The statistical analysis of the participant data showed that the standard deviation of SO₂ measurements ranged from 0.6 to 5.1 µg m⁻³, corresponding to a mean relative standard deviation of 1.5 %. For CO the spread was 0.04 to 0.08 mg m⁻³, with a relative standard deviation between 0.9 % and 4.1 %. Benzene exhibited a standard deviation of 0.3 to 0.5 µg m⁻³, giving a relative standard deviation of 7 % to 27 %. Z‑score evaluation revealed that two of the 19 SO₂ methods marginally failed the acceptance criteria, while all 16 CO and all 10 benzene methods met the requirements.

En‑numbers for SO₂ and CO were largely within the acceptable range of –1 to +1, indicating satisfactory performance. Two benzene methods produced En‑numbers outside this interval, reflecting challenges in estimating measurement uncertainty for this compound. Cross‑sensitivity tests were performed for SO₂ against water vapour and nitric oxide, and for benzene against water vapour and ozone. For SO₂ at 100 µg m⁻³ and 40 % relative humidity, the mean cross‑sensitivity was –2.8 µg m⁻³, well below the maximum permissible value of 26.6 µg m⁻³. When exposed to 500 nmol mol⁻¹ NO, the mean positive cross‑sensitivity was about +8 µg m⁻³, again below the limit of 13.3 µg m⁻³. Benzene cross‑sensitivities were marginal and did not exceed regulatory thresholds.

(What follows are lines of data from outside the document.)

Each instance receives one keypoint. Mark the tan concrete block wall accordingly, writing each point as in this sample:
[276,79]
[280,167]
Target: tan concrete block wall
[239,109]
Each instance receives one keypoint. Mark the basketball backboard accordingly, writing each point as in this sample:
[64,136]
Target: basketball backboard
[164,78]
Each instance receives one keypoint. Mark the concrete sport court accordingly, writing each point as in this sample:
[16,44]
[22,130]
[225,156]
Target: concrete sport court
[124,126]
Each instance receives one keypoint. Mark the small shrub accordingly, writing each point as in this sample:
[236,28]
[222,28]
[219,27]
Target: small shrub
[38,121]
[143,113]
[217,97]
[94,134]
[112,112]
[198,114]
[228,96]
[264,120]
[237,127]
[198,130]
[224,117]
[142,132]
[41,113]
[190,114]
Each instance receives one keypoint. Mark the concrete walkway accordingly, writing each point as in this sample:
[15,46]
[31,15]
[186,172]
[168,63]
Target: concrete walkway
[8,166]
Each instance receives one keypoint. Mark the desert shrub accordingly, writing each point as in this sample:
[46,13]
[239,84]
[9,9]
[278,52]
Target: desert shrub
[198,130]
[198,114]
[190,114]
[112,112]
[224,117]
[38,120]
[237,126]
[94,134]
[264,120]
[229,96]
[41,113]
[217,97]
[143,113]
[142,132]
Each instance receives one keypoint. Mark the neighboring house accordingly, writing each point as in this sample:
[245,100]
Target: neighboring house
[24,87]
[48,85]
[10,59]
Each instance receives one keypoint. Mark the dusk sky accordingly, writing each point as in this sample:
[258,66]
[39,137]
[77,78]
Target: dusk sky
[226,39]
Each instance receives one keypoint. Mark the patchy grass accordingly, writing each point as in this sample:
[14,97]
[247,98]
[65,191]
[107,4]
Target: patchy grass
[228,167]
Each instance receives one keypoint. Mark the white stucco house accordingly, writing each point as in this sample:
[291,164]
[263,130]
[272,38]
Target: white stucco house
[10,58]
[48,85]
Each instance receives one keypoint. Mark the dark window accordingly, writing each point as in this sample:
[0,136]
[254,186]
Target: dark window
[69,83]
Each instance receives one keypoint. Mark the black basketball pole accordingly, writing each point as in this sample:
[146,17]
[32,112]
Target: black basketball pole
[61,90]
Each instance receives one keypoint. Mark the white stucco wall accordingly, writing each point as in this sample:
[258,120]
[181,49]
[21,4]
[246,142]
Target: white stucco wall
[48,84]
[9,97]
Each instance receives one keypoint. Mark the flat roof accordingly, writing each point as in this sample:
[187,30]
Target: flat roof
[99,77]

The ORSA‑tube comparison for BTEX provided an independent check of benzene results. The four tubes per participant were coded and analysed by the same methods used in the ring trial, ensuring consistency across laboratories.

The collaboration involved state environmental agencies, measurement laboratories, and the manufacturer of the ORSA tubes. LANUV NRW coordinated the event, supplied the gas mixtures, and managed data collection. Dräger supplied the ORSA tubes and coded them for blind analysis. The trial was funded by the Landesamt für Natur, Umwelt und Verbraucherschutz Nordrhein-Westfalen, reflecting a commitment to maintaining high‑quality ambient air monitoring across German states. The outcomes of the ring trial will inform future calibration protocols, improve uncertainty estimates, and support the continued reliability of air‑quality data used for regulatory and public‑health decisions.